# owning land in the Sinai



## MaidenScotland (Jun 6, 2009)

A series of recent changes in the regulation of land and property ownership in Sinai are said to protect national security, but to the foreign residents and dual nationals of the area, the changes are disconcerting and potentially economically damaging.

It all started with Law 14 and its implementing statute, which were published last year in the Official Gazette in January and September, respectively. The law restricts land and property ownership in the area to Egyptians who hold no other nationality, and who are born to Egyptian parents.

Ownership for legal entities is limited to corporations whose capital is wholly owned by Egyptians under the law. The law further restricts usufruct rights to 30 years, extendable to a maximum of 50 years if approved by the authorities, for foreigners.

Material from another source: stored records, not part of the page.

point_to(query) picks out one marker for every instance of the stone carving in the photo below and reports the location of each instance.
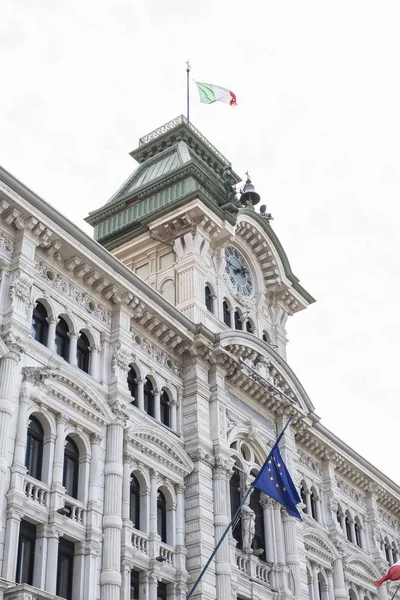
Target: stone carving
(6, 244)
(248, 528)
(159, 356)
(20, 291)
(68, 289)
(120, 358)
(351, 493)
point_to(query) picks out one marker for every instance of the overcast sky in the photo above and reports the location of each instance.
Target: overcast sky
(317, 127)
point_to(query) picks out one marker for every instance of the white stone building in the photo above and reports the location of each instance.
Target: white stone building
(143, 380)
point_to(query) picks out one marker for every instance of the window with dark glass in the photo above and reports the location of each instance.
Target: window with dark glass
(26, 553)
(132, 385)
(162, 517)
(227, 313)
(83, 353)
(238, 320)
(134, 585)
(249, 326)
(40, 326)
(148, 397)
(259, 536)
(303, 497)
(161, 591)
(348, 528)
(71, 468)
(266, 337)
(65, 568)
(134, 508)
(34, 449)
(61, 344)
(164, 409)
(234, 487)
(209, 298)
(313, 502)
(357, 530)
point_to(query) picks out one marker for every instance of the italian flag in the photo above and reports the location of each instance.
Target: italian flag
(392, 575)
(210, 93)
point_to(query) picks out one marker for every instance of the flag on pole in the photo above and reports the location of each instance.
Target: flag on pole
(210, 93)
(392, 575)
(275, 481)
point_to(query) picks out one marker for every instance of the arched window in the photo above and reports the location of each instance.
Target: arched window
(258, 544)
(34, 449)
(132, 385)
(209, 298)
(71, 468)
(227, 313)
(134, 499)
(234, 487)
(357, 530)
(313, 502)
(164, 409)
(348, 527)
(249, 326)
(40, 328)
(148, 397)
(266, 337)
(61, 344)
(162, 517)
(83, 353)
(387, 551)
(238, 320)
(303, 496)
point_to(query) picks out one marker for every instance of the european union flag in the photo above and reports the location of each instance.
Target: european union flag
(275, 481)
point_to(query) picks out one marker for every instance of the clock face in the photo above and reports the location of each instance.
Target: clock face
(238, 272)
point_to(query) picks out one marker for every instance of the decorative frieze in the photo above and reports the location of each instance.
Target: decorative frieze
(351, 493)
(67, 288)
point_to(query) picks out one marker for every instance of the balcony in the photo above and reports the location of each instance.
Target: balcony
(139, 541)
(37, 491)
(27, 592)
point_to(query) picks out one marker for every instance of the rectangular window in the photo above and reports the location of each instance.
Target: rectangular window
(26, 553)
(162, 591)
(65, 569)
(134, 585)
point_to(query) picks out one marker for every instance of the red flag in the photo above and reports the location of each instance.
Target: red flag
(392, 575)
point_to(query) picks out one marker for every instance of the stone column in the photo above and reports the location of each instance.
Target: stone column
(338, 580)
(172, 407)
(52, 560)
(140, 393)
(94, 361)
(315, 581)
(331, 588)
(58, 463)
(22, 424)
(292, 556)
(156, 395)
(94, 474)
(268, 529)
(51, 334)
(221, 475)
(110, 578)
(11, 350)
(73, 341)
(14, 516)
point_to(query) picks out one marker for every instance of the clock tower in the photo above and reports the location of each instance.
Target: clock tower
(179, 223)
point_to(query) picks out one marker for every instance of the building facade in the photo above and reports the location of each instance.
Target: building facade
(143, 379)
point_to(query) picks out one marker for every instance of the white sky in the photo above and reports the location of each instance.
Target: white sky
(317, 126)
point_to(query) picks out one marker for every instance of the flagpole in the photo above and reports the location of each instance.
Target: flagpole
(188, 67)
(235, 516)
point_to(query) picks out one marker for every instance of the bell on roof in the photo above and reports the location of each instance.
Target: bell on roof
(249, 196)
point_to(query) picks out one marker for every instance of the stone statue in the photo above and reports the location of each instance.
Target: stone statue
(248, 528)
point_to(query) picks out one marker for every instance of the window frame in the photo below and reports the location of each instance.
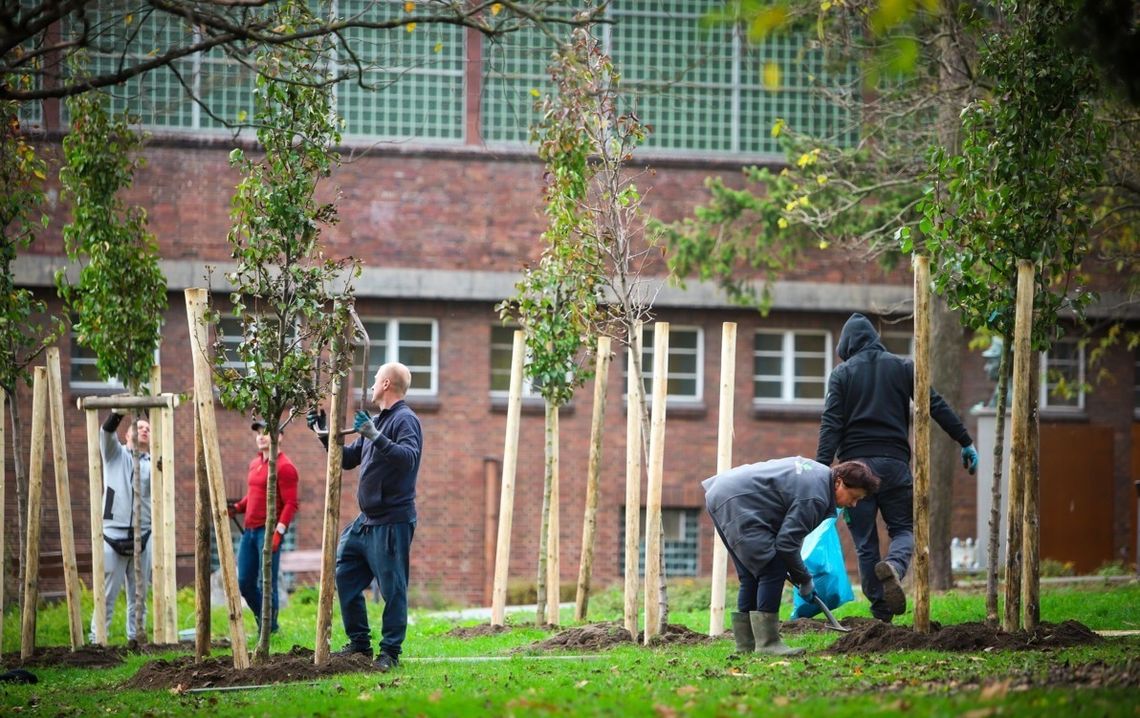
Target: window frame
(788, 377)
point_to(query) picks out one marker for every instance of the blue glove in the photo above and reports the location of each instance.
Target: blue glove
(970, 458)
(363, 424)
(807, 590)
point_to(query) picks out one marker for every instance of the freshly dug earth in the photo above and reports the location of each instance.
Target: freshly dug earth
(184, 674)
(879, 637)
(601, 636)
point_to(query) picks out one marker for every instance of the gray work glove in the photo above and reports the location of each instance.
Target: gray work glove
(363, 424)
(316, 421)
(807, 590)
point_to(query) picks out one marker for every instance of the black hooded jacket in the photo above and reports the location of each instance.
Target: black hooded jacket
(868, 408)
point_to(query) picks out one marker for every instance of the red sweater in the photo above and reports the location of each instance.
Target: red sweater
(253, 503)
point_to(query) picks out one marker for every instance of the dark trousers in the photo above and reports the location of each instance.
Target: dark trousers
(759, 592)
(895, 502)
(249, 572)
(374, 553)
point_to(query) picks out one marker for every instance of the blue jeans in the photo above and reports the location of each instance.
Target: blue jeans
(374, 553)
(895, 500)
(249, 572)
(759, 592)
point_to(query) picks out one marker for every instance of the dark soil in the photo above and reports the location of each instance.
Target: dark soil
(879, 637)
(601, 636)
(184, 674)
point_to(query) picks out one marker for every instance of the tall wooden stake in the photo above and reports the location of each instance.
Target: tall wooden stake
(330, 535)
(34, 494)
(593, 472)
(203, 399)
(653, 609)
(506, 488)
(921, 565)
(1019, 459)
(633, 481)
(723, 464)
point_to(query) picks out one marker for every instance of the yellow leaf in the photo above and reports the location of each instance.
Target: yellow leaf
(771, 75)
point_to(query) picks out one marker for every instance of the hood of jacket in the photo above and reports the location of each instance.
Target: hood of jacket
(858, 334)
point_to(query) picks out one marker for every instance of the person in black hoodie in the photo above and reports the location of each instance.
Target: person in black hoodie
(866, 416)
(377, 544)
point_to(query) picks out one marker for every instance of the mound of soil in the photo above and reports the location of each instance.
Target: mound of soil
(879, 637)
(475, 631)
(184, 674)
(602, 636)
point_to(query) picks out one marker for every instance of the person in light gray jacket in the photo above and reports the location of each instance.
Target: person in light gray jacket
(117, 519)
(763, 513)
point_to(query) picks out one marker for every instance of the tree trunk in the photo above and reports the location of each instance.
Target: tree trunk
(992, 557)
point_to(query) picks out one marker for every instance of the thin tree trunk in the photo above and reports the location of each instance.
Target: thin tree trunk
(992, 561)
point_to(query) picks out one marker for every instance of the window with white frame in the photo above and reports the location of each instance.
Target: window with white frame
(678, 541)
(790, 366)
(1063, 375)
(502, 348)
(686, 364)
(412, 342)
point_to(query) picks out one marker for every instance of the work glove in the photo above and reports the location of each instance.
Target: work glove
(970, 458)
(316, 421)
(363, 424)
(807, 590)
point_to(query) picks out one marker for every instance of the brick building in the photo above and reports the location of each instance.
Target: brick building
(440, 198)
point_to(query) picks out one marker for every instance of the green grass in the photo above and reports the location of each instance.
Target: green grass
(627, 680)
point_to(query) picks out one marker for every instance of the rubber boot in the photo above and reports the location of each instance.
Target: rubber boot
(742, 631)
(766, 629)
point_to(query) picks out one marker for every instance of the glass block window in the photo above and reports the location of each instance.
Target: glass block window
(699, 87)
(413, 81)
(678, 541)
(412, 342)
(685, 365)
(502, 348)
(1063, 375)
(898, 343)
(790, 366)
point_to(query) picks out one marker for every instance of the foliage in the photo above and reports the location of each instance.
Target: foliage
(22, 176)
(1017, 188)
(121, 293)
(283, 283)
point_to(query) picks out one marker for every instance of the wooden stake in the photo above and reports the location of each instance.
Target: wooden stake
(553, 569)
(34, 494)
(203, 399)
(506, 488)
(593, 472)
(63, 499)
(334, 472)
(1019, 458)
(157, 478)
(95, 488)
(656, 471)
(201, 546)
(723, 464)
(633, 481)
(921, 565)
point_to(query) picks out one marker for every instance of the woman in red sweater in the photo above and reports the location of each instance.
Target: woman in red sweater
(253, 506)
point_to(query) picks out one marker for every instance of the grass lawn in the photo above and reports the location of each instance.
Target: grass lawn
(439, 678)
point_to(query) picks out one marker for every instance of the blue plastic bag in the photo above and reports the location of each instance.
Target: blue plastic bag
(823, 556)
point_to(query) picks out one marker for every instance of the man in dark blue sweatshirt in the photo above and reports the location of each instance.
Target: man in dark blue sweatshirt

New ownership regulations in Sinai are worrying for many | Egypt Independent


----------



## GM1 (Sep 30, 2008)

There is a special facebook group for this problem: ownership rights in Sinai


----------



## expatlady (Nov 25, 2011)

1 1/2 year ago I nearly bought in Sinai, but pulled out at the last moment.

I cannot tell you how relieved I am today!

Egypt has of course every right to pass any law they want....and I have every right NOT to invest in a country which in effect gives me no security on my investment. 

Just saying..


----------